All of his life Joshua has relied upon others to realise when he might be hungry or thirsty and to provide him with food and drink, like a baby bird I say. It was as though he did not have the instinct to recognise hunger or thirst , let alone show the initiative to go to the fridge or cupboard to help himself.
But this is changing now, with our new more alert, engaged son : last night, as I was in the kitchen making his tea, Joshua came in to check on my progress. He looked around the room and was clearly dismayed that the mashed potato was still a way off, so he went to the fruit bowl and surveyed the available choices, then handed me a carefully selected satsuma. That doesn’t sound like much of an achievement I am sure, but believe me, that is huge: it demonstrates to me that Joshua recognised his own hunger, worked out that his evening meal was not yet ready, found the fruit bowl and made a healthy choice then gave it to me, recognising that a satsuma needed to be peeled, rather than simply eaten whole. Each of those steps show cognitive ability that he has not shown previously, in the past I would pre-empt his hunger or thirst and supply the missing item, so that he did not need to think about it.
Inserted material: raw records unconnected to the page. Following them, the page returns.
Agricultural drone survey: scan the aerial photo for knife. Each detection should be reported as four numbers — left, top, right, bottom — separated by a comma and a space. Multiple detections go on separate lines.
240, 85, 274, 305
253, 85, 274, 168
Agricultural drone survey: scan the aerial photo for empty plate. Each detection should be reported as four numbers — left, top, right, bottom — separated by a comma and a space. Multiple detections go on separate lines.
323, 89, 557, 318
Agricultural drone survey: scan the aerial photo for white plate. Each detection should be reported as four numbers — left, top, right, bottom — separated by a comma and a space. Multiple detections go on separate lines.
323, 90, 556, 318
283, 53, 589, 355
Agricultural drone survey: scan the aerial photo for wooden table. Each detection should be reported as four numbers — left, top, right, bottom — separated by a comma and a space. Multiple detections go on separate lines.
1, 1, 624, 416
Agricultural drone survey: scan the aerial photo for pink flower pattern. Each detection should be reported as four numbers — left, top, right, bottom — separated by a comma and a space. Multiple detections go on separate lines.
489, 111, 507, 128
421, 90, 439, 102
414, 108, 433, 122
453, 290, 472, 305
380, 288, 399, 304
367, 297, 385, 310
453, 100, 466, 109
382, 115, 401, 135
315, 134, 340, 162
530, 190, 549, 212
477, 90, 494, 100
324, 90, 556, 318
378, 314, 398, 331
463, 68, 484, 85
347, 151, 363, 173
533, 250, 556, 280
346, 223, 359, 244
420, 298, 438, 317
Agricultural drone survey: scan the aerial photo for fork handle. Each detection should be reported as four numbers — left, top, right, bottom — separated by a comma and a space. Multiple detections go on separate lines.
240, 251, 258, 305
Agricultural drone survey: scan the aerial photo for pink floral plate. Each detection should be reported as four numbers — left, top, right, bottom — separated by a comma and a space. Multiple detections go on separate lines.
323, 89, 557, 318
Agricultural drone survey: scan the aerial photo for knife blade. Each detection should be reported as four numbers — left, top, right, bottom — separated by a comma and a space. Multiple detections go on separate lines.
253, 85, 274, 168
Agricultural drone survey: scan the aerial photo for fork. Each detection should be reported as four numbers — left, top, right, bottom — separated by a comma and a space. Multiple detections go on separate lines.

Joshua has never been a good drinker, apart from when he was pre-school age when he would drink copious amounts of apple juice and say ” put some more in” when he wanted a top-up. But since he started at school and since his epilepsy took hold, Joshua had to be encouraged gently to drink – you could not be too heavy-handed as then he would ignore the drink being pushed on him. Even now it is better to leave a drink lying around for him to find or allow him to think that he is stealing someone else’s, if you want him to drink. But these days Joshua will indicate that he is thirsty by grabbing a bottle – it might be a bottle of beer or tomato ketchup even – and holding it up to his lips. That too is a clever ,and effective, way to ask for a drink and we always take the hint now.
These are both examples of how Joshua is changing, learning and developing all of the time, even now that he is 17. As he gets older, I guess that he is more aware of what he needs and now he is finding the communication tools to ensure that he gets what he wants. Keep it up Joshua!